Momento de epifanía y palabras reveladoras, que sirven para confirmarnos que estamos ante un drama, una guerra de índole espiritual: las fuerzas enfrentadas no son solamente las del hombre victimario contra la mujer víctima en situación de exclusión y miseria, sino también las sobrenaturales y metafísicas del Demonio contra la mujer –símbolo, en este caso, del género humano–. Amparo finalmente entiende que su situación depende de estas fuerzas y que solo un poder absoluto y trascendental como el de Dios, puede darle su libertad.

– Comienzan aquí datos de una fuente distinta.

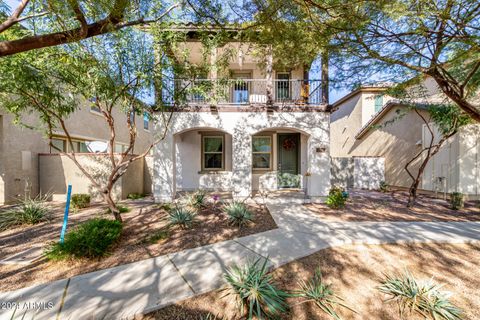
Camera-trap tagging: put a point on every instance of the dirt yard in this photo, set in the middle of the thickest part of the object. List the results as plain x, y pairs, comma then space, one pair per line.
391, 206
143, 221
354, 272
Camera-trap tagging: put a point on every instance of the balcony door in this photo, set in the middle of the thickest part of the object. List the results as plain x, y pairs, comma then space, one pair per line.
241, 87
282, 87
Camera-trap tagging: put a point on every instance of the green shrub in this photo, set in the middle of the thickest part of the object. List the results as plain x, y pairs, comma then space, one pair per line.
80, 200
316, 291
384, 186
29, 211
238, 213
424, 298
91, 239
182, 217
158, 235
254, 290
121, 208
336, 198
135, 196
197, 200
456, 200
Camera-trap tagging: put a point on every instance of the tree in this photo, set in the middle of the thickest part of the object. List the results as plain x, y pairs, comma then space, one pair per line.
400, 39
51, 23
112, 73
443, 123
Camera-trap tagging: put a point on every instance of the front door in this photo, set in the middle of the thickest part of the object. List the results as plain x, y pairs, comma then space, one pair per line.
288, 164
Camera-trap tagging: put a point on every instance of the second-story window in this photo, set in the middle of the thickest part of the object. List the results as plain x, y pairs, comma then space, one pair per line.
146, 119
378, 103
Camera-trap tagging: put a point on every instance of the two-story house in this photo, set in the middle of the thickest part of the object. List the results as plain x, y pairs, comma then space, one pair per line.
369, 123
253, 127
29, 166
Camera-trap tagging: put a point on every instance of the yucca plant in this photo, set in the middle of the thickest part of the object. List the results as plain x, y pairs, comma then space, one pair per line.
182, 217
197, 200
238, 213
254, 290
321, 294
424, 298
29, 211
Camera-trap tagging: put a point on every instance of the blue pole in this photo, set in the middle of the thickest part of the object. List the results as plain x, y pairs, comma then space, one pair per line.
65, 216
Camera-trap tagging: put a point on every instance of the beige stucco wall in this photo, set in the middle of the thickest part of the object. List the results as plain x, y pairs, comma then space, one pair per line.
395, 139
57, 171
18, 171
241, 126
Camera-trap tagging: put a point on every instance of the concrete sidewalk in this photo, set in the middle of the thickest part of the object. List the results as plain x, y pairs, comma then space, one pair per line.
147, 285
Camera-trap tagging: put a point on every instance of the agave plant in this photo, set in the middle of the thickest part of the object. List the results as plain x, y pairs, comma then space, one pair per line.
182, 217
238, 213
316, 291
254, 290
423, 297
197, 200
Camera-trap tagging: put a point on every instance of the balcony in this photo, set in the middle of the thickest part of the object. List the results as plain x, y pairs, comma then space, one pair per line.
180, 92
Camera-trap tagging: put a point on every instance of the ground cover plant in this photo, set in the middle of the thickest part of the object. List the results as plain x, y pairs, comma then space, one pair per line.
238, 213
337, 197
91, 239
80, 200
28, 212
423, 297
254, 290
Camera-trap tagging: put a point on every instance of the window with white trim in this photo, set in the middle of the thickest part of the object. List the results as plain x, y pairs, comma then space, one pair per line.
213, 152
262, 152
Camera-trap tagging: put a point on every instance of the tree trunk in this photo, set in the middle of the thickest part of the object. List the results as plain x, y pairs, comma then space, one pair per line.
107, 195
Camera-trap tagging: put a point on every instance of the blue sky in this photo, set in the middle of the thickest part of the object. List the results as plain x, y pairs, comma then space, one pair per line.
334, 94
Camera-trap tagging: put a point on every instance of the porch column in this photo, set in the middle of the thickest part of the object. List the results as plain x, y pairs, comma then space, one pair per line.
164, 170
269, 75
241, 164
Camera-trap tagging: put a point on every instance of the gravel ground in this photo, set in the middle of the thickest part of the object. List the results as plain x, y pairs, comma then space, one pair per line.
354, 272
143, 221
377, 206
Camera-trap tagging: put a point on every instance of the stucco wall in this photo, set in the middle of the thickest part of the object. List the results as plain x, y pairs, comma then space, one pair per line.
395, 139
21, 170
241, 126
57, 171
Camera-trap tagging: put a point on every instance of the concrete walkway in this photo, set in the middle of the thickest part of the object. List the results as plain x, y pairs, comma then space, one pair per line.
147, 285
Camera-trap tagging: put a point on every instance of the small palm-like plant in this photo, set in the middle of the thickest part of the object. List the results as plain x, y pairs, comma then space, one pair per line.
254, 290
424, 298
316, 291
197, 200
182, 217
238, 213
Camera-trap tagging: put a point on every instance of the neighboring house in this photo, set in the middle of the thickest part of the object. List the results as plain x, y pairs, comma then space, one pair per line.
395, 133
268, 130
28, 166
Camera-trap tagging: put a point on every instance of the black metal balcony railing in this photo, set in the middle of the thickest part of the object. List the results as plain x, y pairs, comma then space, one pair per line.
241, 91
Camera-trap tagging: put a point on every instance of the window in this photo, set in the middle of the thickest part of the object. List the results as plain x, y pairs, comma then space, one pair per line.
378, 103
59, 145
93, 106
283, 86
262, 152
212, 153
146, 119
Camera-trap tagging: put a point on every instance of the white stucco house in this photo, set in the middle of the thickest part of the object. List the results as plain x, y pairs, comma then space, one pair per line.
267, 130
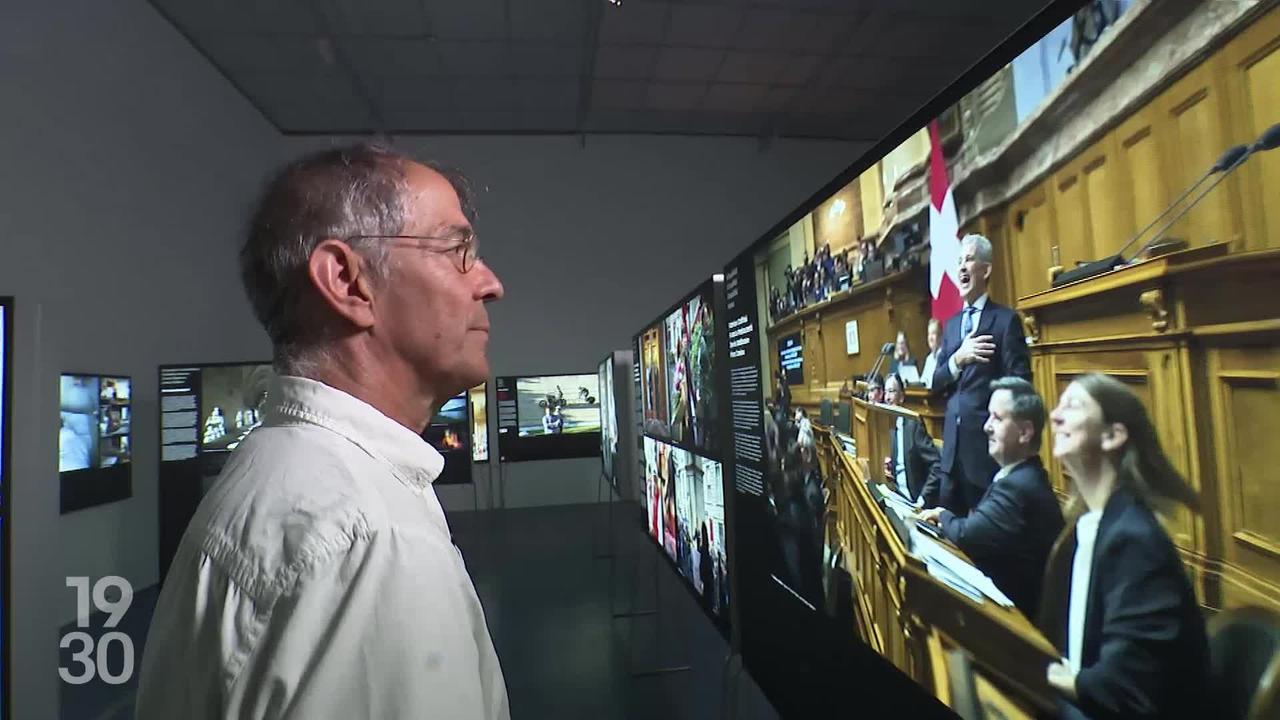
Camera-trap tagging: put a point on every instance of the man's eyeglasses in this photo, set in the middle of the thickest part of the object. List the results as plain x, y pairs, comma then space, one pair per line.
465, 250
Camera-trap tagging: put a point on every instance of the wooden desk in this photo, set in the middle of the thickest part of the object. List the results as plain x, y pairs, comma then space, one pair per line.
931, 408
1196, 335
904, 613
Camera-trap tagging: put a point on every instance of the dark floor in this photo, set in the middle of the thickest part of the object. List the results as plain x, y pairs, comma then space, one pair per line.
544, 577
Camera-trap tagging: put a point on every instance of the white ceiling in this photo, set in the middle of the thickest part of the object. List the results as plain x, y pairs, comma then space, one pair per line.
769, 68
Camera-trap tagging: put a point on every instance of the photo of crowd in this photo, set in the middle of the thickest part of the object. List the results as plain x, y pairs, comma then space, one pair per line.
677, 370
545, 409
685, 515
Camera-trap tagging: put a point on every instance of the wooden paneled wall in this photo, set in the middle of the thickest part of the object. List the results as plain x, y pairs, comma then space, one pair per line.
1095, 201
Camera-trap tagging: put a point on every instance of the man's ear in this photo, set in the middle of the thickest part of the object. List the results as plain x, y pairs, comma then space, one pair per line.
342, 281
1025, 432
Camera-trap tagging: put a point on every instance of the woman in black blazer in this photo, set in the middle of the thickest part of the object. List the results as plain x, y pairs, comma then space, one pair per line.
1118, 602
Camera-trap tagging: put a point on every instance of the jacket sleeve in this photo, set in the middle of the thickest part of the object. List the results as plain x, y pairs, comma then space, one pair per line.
1139, 605
1015, 359
384, 628
990, 527
928, 455
942, 377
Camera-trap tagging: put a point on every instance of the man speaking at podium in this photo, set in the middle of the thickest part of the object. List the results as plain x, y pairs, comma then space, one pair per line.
981, 343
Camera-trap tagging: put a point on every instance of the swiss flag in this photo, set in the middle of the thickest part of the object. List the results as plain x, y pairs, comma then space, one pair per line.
944, 235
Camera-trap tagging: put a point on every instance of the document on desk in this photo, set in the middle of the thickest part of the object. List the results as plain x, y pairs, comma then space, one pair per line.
946, 566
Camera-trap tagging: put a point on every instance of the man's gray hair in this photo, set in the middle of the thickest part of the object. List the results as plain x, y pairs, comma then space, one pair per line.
334, 194
1027, 404
981, 246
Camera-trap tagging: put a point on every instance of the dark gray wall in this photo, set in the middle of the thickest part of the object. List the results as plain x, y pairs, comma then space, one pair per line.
129, 164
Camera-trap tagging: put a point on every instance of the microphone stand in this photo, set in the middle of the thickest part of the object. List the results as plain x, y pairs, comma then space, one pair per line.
1164, 228
1228, 162
886, 350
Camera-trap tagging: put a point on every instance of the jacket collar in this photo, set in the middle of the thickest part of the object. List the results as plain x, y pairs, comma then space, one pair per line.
305, 401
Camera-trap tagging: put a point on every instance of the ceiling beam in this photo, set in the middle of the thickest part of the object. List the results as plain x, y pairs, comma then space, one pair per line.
590, 46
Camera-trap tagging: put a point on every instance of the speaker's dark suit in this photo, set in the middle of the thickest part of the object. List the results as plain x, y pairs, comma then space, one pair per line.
1010, 532
1144, 651
920, 460
967, 465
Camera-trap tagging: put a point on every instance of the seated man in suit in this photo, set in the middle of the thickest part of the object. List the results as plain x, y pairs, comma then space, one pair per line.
913, 466
1010, 531
982, 342
901, 354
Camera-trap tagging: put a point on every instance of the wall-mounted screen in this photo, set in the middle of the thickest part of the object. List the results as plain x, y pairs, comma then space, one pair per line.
548, 417
478, 400
1059, 149
449, 433
5, 402
684, 504
206, 411
682, 479
94, 441
677, 369
791, 359
608, 419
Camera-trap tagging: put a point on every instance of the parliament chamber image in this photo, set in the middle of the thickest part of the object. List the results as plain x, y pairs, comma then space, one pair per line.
940, 369
1069, 176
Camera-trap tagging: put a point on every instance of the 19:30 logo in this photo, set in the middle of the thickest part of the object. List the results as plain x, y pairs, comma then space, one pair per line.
91, 657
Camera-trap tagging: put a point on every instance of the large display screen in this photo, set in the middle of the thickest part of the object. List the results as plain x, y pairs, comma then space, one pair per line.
677, 376
478, 400
608, 419
684, 500
791, 359
548, 417
449, 433
5, 400
977, 160
94, 440
682, 488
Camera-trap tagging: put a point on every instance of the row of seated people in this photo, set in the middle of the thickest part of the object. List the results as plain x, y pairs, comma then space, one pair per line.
1101, 577
828, 273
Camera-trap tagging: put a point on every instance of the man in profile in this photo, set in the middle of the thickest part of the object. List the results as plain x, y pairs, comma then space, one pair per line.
1011, 529
982, 342
318, 578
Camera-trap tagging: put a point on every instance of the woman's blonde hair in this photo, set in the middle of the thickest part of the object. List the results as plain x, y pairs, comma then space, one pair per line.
1143, 468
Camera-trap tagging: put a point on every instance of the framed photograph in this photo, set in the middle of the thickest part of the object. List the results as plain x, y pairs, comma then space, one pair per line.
851, 337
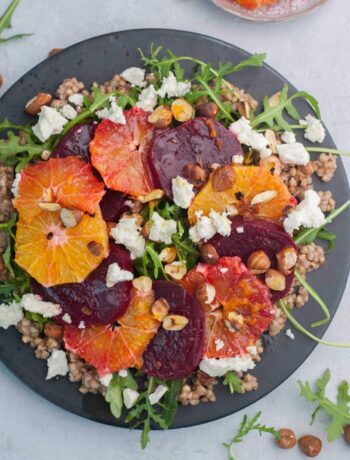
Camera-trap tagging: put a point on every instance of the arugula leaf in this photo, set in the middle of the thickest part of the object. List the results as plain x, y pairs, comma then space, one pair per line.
339, 412
247, 425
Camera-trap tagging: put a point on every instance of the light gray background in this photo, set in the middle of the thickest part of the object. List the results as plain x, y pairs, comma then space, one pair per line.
313, 52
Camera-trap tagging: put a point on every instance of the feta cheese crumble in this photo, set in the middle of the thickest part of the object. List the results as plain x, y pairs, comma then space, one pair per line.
114, 113
182, 191
128, 233
135, 76
173, 88
116, 275
314, 131
307, 213
57, 364
34, 303
161, 229
294, 154
10, 314
147, 99
50, 122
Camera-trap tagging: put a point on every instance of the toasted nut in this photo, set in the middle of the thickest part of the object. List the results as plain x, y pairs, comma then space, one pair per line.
176, 270
34, 105
310, 445
160, 309
209, 254
208, 109
286, 260
51, 207
205, 293
154, 195
275, 280
287, 439
142, 284
161, 117
263, 197
182, 110
53, 330
223, 178
258, 262
174, 322
168, 254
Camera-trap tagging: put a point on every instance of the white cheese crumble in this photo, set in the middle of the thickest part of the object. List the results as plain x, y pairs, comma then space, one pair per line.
68, 111
147, 99
288, 137
307, 213
161, 229
173, 88
34, 303
248, 136
157, 395
294, 154
182, 191
10, 314
114, 113
15, 185
57, 364
130, 397
314, 131
50, 122
77, 99
219, 367
135, 76
128, 233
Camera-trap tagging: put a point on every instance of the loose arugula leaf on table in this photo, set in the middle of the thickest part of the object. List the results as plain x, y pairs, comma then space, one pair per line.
338, 411
247, 425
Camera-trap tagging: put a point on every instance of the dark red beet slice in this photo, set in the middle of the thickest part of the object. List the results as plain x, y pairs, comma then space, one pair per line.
258, 235
175, 354
92, 301
76, 142
201, 140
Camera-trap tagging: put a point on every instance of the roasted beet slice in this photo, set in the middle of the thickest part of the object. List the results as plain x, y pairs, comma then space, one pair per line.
76, 142
92, 301
175, 354
257, 235
201, 140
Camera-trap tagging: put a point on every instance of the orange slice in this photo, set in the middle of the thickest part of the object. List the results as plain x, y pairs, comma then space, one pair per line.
53, 254
111, 349
67, 181
249, 182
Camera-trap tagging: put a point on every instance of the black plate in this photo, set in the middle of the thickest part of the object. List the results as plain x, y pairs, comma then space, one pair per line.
98, 59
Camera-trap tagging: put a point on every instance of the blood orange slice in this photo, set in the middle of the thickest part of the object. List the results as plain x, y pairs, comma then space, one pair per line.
119, 153
111, 349
248, 183
67, 181
53, 254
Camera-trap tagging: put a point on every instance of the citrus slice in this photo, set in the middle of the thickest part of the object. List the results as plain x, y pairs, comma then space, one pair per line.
245, 193
67, 181
53, 254
119, 153
110, 349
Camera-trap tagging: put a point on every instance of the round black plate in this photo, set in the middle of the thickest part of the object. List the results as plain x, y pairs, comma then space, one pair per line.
98, 59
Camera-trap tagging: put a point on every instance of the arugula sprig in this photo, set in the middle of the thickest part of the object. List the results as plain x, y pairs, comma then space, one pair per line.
247, 425
338, 411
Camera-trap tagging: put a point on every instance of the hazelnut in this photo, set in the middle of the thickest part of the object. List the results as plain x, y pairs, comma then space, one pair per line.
223, 178
208, 109
286, 260
310, 445
275, 280
258, 262
209, 254
287, 439
161, 117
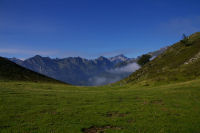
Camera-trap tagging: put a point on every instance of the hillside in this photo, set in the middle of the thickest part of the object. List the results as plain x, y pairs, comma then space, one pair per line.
180, 62
10, 71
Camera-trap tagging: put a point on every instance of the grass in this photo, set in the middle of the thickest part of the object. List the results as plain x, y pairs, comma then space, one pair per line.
27, 107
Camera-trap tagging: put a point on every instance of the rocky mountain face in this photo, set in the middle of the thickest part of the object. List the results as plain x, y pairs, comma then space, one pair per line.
73, 70
10, 71
80, 71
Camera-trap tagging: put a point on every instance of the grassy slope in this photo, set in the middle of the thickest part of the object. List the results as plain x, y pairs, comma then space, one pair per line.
10, 71
56, 108
169, 66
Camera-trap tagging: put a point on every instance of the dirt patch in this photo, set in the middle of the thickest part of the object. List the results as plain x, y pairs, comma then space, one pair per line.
116, 114
95, 129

Se ha percatado de que no es el cuchillo en la noche el que la podría sacar del suplicio, sino la súplica a aquel que puede liberarla providencialmente de su temporada en el infierno, ese lugar donde reinan la falta de amor y la ausencia de Dios

3 comentarios:

Anónimo dijo...

"Así encontrarían como suceso fundamental y primigenio de la nación latinoamericana el despojo y la violación y no el genocidio como en el caso norteamericano." Tan grande fue el genocidio que ni te enteraste. No me parece prudente usar términos geopolíticos como "nación latinoamericana" para blanquear la historia de los pueblos originarios. Recuerda el genocidio de los pilmaiquenes, los tuncos, los renoguelones y pencones, los itatas, mauleses y cauquenes, los nibequetenes, puelches y cautenes antes de citar a Deleuze.

Anónimo dijo...

Me uno al comentario anterior!!

jack casablanca dijo...

Siniestra lectura. Por un lado, si de entrada se acepta la perspectiva metafísica sobre la realista, aquella termina cubriendo (o reduciendo) toda confrontación de arquetipos bajo claves míticas judeocristianas (¿cuáles son los miles de mitos antediluvianos?, ¿qué es un mito antediluviano, las historias que le contaba Adán a Eva?), y, por otro lado, bajo este razonamiento, que apela a la afiliación activa, se termina celebrando la culpa, la humildad, la paciencia, el sometimiento como caminos hacia la redención no solo espiritual sino también física. Un fracaso político.